First, when using positioning in different devices, it is recommended to use DP (device-dependent points). You can see how to use them at http://developer.android.com/guide/practices/screens_support.html
When you use:
relativeOne.getLeft();
relativeOne.getTop();
You will always get 0, as, at the moment you make this call, Android did not finish drawing the parent of your layout, thus it has no information about its relative positioning. If you want to has access to this information, you have to make the call after the drawing.

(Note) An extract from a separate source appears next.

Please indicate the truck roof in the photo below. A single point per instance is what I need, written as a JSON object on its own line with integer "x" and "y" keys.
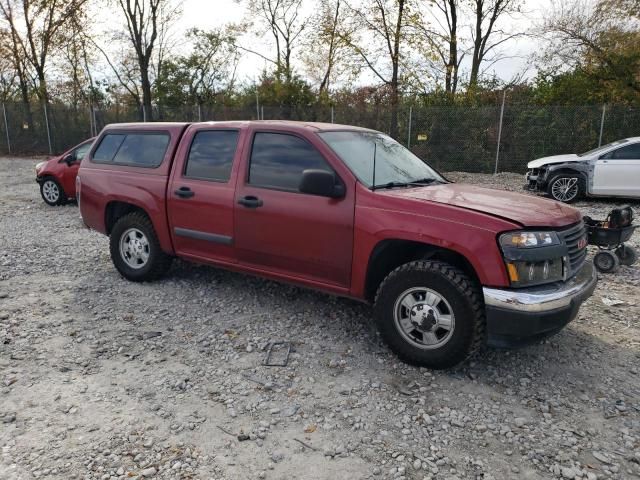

One way to do this is by using method post of class View:
parent.post(new Runnable() {
#Override
public void run() {
relativeOne.getLeft();
relativeOne.getTop();
}
});
In this way, you execute the call after the layout has been drawn.
I changed this code:
relativeTwoLeftMargin = (int) (relativeOneLeftMargin * 1.5f);
relativeTwoTopMargin = (int) (relativeOneTopMargin * 0.78f);
To this one:
relativeTwoLeftMargin = Math.round(relativeOneLeftMargin * 1.5f);
relativeTwoTopMargin = Math.round(relativeOneTopMargin * 0.78f);
Now it's working. I guess the int cast did not return the exactly value.